Pity the poor turkey
PUBLISHED: 15:25 15 December 2010
Christmas is traditionally seen as a season of peace and goodwill to all men but, sadly, this does not extend to animals.
It is obvious that animals suffer at this time of year more than any other. Millions of turkeys, cows, pigs, sheep, ducks, geese, chickens, fish etc are slaughtered to provide fare for the Christmas table.
Few people give a thought to the wretched animal reared in a stinking factory farm or the manner of its death.
This shedding of blood contradicts the very spirit of Christmas and the church has chosen to ignore this. It is so unnecessary when there are many delicious, festive, vegetarian alternatives.
Please also spare a thought for the numerous cats, dogs and other pets purchased from pet shops and disreputable breeders as presents.

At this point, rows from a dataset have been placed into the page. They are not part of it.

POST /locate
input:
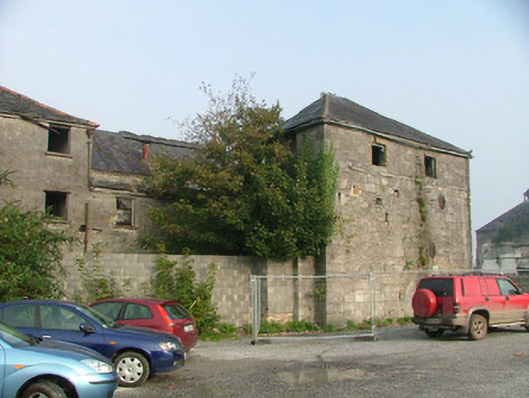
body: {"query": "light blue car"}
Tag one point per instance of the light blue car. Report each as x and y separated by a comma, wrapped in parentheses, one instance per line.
(30, 368)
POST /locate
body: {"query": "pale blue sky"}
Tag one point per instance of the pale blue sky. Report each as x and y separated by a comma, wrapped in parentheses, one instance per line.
(454, 69)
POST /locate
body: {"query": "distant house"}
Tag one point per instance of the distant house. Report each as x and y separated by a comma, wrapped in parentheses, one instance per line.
(90, 180)
(503, 244)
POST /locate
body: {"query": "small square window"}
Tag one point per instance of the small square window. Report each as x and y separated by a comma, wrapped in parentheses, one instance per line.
(124, 212)
(430, 169)
(59, 139)
(57, 204)
(378, 155)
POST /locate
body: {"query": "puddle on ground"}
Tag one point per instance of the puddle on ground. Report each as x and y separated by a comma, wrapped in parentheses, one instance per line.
(318, 376)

After Christmas, when the cute and cuddly animal becomes a nuisance, it is often simply abandoned or handed over to the RSPCA and other hard-pressed animal rescue organisations.
The majority do not find new homes and are put to sleep. The situation at the shelters is desperate because donations are dropping and the number of unwanted animals is increasing.
The vast majority of the dogs which find a space in a shelter are Staffordshire Bull Terriers, victims of the current and wide spread trend to own a tough-looking dog.
Many people do not take into account that there will be mess to clear up, that dogs bark, sometimes chew up clothes and sofas, need to be walked every day and that food and veterinary fees are high.
A dog and any other pet is not a toy for Christmas but needs love and care for the whole of its life. In any case, the noise, hustle and bustle are not a good time to bring home a tiny frightened puppy or kitten.
If you do want to give a home to a cat or dog, wait until Christmas is over and visit a shelter.
Let Christmas be a time of peace and goodwill to all creatures. – David Fletcher, St Thomas’s Road, N4.